Data Migration Tool User Guide - Data Transfer

For Data Migration Tool introduction, please refer to /README.md
For Installation user guide, please refer to /docs/installation/README.md

Tool Features

Initial release will support bulk load data transfer only.
Initial release will support Redshift to BigQuery translation using BQ DTS, row and column validation of the data in source and target.

Things to Take Note of

If tables from multiple schemas are to be migrated, create separate config files for each source schema.
Current tool version supports only bulk load which is ideally done only once, note that the transfer shall take place by the process following upload of the config files.
If there are new table additions to a batch/config file, ideally create a new config file with a new table list even if rest details remain the same. If not followed, there might be multiple data transfer configs responsible for migrating the same tables.
Note that reuploading the same configuration file or using a different config file for the same dataset and tables, will create data duplication in the tables for the target dataset.
Please be cautious of the number of parallel processes being triggered for Data Migration. BigQuery has a load quota of 15 TB per load job.

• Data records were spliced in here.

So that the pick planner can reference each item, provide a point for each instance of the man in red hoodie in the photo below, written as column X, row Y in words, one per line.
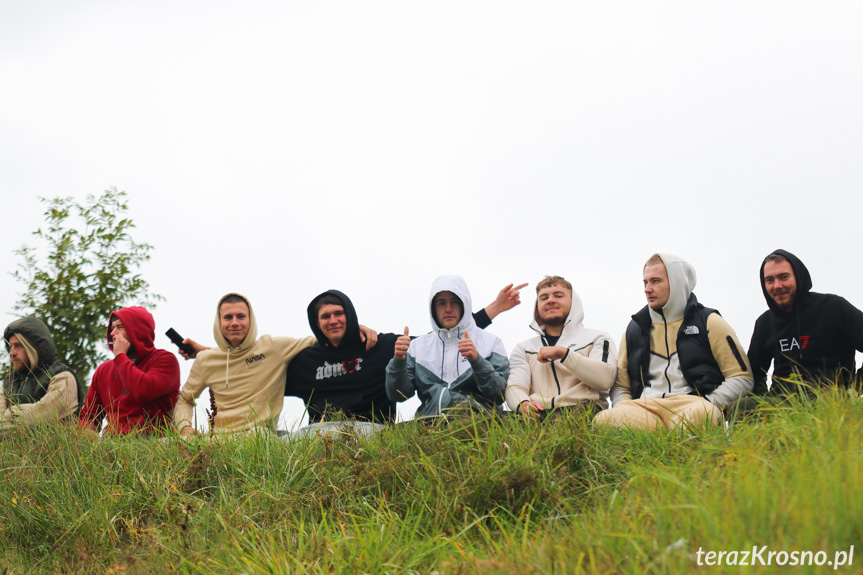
column 137, row 389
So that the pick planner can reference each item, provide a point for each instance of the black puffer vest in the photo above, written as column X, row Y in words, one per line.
column 697, row 363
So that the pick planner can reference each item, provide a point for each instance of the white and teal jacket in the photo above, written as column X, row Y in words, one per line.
column 439, row 374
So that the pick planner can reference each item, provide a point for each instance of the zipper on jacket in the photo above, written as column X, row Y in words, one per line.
column 667, row 353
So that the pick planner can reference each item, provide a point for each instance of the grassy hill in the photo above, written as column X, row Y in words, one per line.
column 474, row 496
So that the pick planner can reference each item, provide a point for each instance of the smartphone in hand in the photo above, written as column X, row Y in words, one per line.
column 177, row 339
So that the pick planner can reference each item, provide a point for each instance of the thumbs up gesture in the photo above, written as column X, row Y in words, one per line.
column 467, row 348
column 402, row 345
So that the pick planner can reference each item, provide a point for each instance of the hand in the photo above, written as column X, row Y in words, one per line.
column 121, row 345
column 507, row 299
column 402, row 345
column 369, row 336
column 467, row 348
column 530, row 409
column 198, row 348
column 547, row 354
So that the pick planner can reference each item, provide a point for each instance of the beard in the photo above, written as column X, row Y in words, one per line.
column 553, row 321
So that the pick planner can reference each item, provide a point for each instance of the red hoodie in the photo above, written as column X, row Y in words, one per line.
column 134, row 395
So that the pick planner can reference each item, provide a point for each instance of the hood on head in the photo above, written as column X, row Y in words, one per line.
column 352, row 329
column 251, row 337
column 35, row 337
column 801, row 275
column 140, row 327
column 458, row 286
column 681, row 283
column 574, row 320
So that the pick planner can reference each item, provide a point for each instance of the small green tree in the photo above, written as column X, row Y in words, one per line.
column 89, row 271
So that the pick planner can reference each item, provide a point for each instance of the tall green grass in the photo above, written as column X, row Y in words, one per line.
column 475, row 495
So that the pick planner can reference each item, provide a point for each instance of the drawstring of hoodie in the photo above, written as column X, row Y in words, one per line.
column 227, row 364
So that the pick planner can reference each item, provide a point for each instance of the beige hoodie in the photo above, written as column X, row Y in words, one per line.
column 248, row 381
column 585, row 374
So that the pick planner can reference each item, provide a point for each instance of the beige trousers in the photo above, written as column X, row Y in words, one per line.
column 664, row 413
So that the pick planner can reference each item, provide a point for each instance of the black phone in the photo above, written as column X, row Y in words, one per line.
column 177, row 339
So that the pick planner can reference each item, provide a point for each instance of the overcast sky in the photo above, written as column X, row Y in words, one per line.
column 281, row 148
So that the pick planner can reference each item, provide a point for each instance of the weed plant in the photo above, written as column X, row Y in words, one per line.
column 473, row 494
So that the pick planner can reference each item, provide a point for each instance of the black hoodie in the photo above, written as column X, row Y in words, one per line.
column 346, row 378
column 816, row 339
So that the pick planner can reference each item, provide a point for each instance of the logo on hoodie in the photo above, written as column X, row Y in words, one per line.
column 789, row 344
column 329, row 370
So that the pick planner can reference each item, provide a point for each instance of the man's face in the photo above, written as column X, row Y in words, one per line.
column 18, row 354
column 235, row 322
column 553, row 304
column 780, row 283
column 448, row 309
column 656, row 286
column 118, row 329
column 333, row 322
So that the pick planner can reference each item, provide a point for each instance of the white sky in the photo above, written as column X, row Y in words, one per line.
column 280, row 149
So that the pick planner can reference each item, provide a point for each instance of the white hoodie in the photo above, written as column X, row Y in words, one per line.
column 441, row 376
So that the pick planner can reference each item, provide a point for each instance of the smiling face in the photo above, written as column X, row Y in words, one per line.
column 553, row 304
column 118, row 329
column 333, row 323
column 17, row 354
column 234, row 320
column 656, row 286
column 448, row 309
column 780, row 283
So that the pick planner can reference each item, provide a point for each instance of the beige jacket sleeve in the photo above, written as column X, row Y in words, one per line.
column 184, row 410
column 590, row 369
column 621, row 390
column 59, row 402
column 732, row 361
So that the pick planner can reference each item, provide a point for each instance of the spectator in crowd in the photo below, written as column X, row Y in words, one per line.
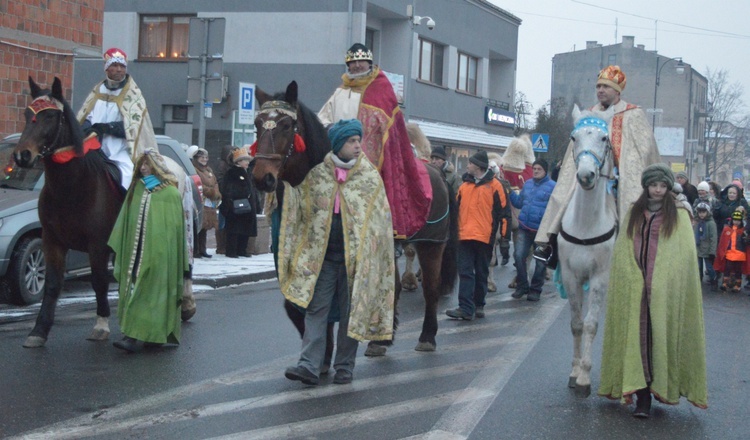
column 440, row 160
column 481, row 202
column 532, row 201
column 731, row 253
column 151, row 256
column 115, row 110
column 654, row 337
column 238, row 186
column 706, row 242
column 690, row 191
column 633, row 151
column 225, row 163
column 211, row 199
column 731, row 199
column 704, row 196
column 350, row 264
column 507, row 214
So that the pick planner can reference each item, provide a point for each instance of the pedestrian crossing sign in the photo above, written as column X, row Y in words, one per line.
column 540, row 142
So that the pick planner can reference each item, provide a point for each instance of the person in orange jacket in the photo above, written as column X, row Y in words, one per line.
column 731, row 254
column 481, row 202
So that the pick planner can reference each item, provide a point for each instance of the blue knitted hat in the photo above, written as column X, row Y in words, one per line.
column 343, row 130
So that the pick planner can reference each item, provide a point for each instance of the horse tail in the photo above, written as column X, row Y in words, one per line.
column 449, row 264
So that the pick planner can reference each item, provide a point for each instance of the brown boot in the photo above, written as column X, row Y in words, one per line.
column 643, row 404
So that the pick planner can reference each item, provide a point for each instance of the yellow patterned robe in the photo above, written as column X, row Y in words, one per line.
column 305, row 225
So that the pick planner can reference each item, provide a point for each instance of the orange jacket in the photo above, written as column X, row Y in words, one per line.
column 480, row 209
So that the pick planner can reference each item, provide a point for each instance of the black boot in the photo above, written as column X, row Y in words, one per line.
column 643, row 404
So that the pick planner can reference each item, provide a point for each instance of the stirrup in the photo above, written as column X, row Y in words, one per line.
column 543, row 252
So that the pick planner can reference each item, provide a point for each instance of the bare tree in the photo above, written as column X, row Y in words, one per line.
column 724, row 124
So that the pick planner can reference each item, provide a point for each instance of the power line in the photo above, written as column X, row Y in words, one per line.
column 662, row 21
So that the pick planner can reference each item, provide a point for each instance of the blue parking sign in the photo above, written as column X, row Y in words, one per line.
column 247, row 103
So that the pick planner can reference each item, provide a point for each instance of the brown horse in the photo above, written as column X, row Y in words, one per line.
column 278, row 159
column 78, row 204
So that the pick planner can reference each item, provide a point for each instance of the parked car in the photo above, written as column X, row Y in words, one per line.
column 22, row 267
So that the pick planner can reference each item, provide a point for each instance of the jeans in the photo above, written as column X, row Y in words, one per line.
column 524, row 243
column 331, row 284
column 473, row 268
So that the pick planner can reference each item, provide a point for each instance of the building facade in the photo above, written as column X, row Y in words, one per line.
column 41, row 40
column 674, row 99
column 457, row 85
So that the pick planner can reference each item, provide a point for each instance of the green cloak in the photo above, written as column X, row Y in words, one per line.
column 151, row 280
column 678, row 335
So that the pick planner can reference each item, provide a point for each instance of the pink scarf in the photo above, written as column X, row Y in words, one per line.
column 341, row 174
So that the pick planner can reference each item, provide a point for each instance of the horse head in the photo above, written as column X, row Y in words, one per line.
column 592, row 149
column 291, row 140
column 50, row 125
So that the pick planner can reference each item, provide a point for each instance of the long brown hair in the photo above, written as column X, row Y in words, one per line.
column 637, row 218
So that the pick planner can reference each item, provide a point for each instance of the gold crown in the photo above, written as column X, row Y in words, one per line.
column 612, row 76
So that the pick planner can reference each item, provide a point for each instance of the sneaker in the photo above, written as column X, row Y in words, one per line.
column 457, row 313
column 543, row 252
column 519, row 293
column 301, row 374
column 342, row 377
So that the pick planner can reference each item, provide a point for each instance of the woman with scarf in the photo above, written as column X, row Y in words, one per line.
column 336, row 247
column 238, row 185
column 151, row 257
column 654, row 337
column 211, row 199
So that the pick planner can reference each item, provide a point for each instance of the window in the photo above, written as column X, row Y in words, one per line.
column 467, row 73
column 164, row 37
column 430, row 62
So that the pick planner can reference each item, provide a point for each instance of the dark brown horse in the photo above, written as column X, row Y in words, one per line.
column 78, row 204
column 278, row 159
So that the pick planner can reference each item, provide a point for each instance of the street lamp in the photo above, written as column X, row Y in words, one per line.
column 414, row 21
column 679, row 69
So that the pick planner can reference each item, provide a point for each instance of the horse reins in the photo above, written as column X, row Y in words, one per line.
column 269, row 125
column 46, row 103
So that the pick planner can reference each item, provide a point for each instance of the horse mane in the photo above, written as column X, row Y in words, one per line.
column 316, row 136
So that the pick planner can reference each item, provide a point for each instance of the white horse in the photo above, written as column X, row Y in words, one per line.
column 587, row 237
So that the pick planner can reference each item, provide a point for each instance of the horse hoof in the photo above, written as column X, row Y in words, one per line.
column 425, row 346
column 34, row 342
column 375, row 351
column 583, row 391
column 187, row 314
column 98, row 335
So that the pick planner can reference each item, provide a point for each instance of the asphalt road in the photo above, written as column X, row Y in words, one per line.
column 503, row 377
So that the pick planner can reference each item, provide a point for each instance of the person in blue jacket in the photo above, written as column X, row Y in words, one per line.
column 532, row 201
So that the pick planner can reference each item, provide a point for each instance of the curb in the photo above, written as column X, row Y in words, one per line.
column 232, row 280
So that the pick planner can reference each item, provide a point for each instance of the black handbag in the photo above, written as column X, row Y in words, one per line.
column 241, row 206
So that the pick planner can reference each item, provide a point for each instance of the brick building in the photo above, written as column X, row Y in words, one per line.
column 41, row 39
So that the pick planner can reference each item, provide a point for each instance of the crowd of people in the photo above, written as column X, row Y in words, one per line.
column 357, row 194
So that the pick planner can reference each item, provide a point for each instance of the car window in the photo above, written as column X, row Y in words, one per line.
column 13, row 176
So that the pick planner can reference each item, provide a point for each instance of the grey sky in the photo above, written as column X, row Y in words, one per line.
column 705, row 34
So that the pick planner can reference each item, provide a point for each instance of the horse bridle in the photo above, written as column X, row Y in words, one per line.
column 270, row 125
column 41, row 104
column 599, row 161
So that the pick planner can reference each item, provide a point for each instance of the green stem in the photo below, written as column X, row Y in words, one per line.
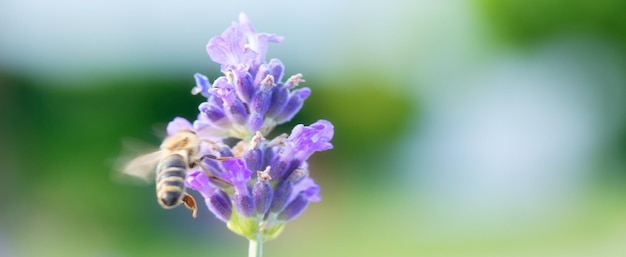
column 255, row 248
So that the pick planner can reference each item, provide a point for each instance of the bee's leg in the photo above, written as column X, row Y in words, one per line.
column 190, row 203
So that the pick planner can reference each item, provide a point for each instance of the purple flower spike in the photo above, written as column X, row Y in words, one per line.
column 237, row 174
column 241, row 108
column 244, row 87
column 276, row 69
column 257, row 42
column 213, row 115
column 304, row 141
column 280, row 95
column 229, row 50
column 244, row 204
column 220, row 205
column 177, row 125
column 282, row 192
column 260, row 103
column 234, row 108
column 197, row 180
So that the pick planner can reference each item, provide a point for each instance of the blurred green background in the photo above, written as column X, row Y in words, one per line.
column 463, row 128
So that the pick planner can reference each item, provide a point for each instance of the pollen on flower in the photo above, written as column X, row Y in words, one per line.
column 264, row 175
column 266, row 181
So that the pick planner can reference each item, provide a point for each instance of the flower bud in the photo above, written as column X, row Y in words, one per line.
column 202, row 85
column 262, row 196
column 244, row 204
column 253, row 159
column 281, row 195
column 294, row 104
column 276, row 69
column 214, row 115
column 219, row 204
column 280, row 95
column 244, row 87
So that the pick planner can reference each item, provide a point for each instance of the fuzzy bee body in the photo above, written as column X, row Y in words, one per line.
column 177, row 154
column 170, row 181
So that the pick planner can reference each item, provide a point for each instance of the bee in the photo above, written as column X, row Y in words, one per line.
column 178, row 153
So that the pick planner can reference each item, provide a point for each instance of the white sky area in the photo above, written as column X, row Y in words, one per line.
column 504, row 135
column 76, row 37
column 510, row 141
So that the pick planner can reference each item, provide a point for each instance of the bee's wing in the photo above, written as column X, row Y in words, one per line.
column 143, row 166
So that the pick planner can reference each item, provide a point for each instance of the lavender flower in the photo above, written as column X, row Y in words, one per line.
column 268, row 181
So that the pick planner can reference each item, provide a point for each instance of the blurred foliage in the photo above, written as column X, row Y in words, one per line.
column 62, row 141
column 528, row 21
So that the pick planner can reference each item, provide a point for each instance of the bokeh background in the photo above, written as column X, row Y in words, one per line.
column 463, row 128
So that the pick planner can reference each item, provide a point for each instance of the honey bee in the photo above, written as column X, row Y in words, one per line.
column 177, row 153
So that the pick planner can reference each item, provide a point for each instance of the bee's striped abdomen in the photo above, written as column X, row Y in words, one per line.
column 170, row 180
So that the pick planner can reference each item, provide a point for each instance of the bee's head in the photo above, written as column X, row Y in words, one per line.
column 181, row 140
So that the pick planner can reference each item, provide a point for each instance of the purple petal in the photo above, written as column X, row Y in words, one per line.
column 237, row 174
column 197, row 180
column 202, row 85
column 304, row 141
column 177, row 125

Prepare configuration file for bigquery DTS

The user uploads a configuration json file to dmt-config-<customer_name provided in TF> bucket data folder which initiates data migration.

As the configuration is uploaded, a new file create/update trigger is sent to pub/sub which triggers the DAG controller_dag via cloudrun. This DAG is responsible for triggering relevant schema/data migration dag based on operation type and data source given in user config, For redshit data migrationm it'll trigger redshift_data_load_dag which is responsible for parallelizing the data transfer config creation, based on the user defined key - batchDistribution.

Prerequisites

Target dataset creation to be done by the user/concerned team before uploading the configuration file.
If your redshift cluster is private
- Setup VPN connection between cluster's VPC to a GCP VPC (VPN Setup Guide)
- Follow the instructions in Configure inbound rules for SQL clients to allowlist the IP ranges you'll reserve for private cluster. In a later step, you define the private IP range to reserve in this VPC network when you upload the config file (under key: migration_infra_cidr).
- Add custom route advertisemnt under cloud router for the subnet / IP Range you wish to reserve.
If your redshift cluster is public
- Follow the instructions in Configure inbound rules for SQL clients to allowlist the following IP addresses. You can allowlist the IP addresses that correspond to your dataset's location, or you can allowlist all of the IP addresses in the table here. These Google-owned IP addresses are reserved for Amazon Redshift data migrations.

Data Migration Flow

Data Migration Tool Deployment - Redshift Data Migration

Data Migration deployment will take care of the workflow needed to perform

Initial data load
Data Validation using DVT tool
Options to run DVT on cloud run and GKE airflow pod operator depending on scaling requirements.

Ensure that you have followed the steps to deploy Data Migration Tool architecture as mentioned in the readme with the option of _DATA_SOURCE=redshift

If you had previously only deployed translation architecture - you could run a delta architecture deployment for redshift migration with the below command provided the Terraform State files in remote GCS bucket from translation deployment are intact.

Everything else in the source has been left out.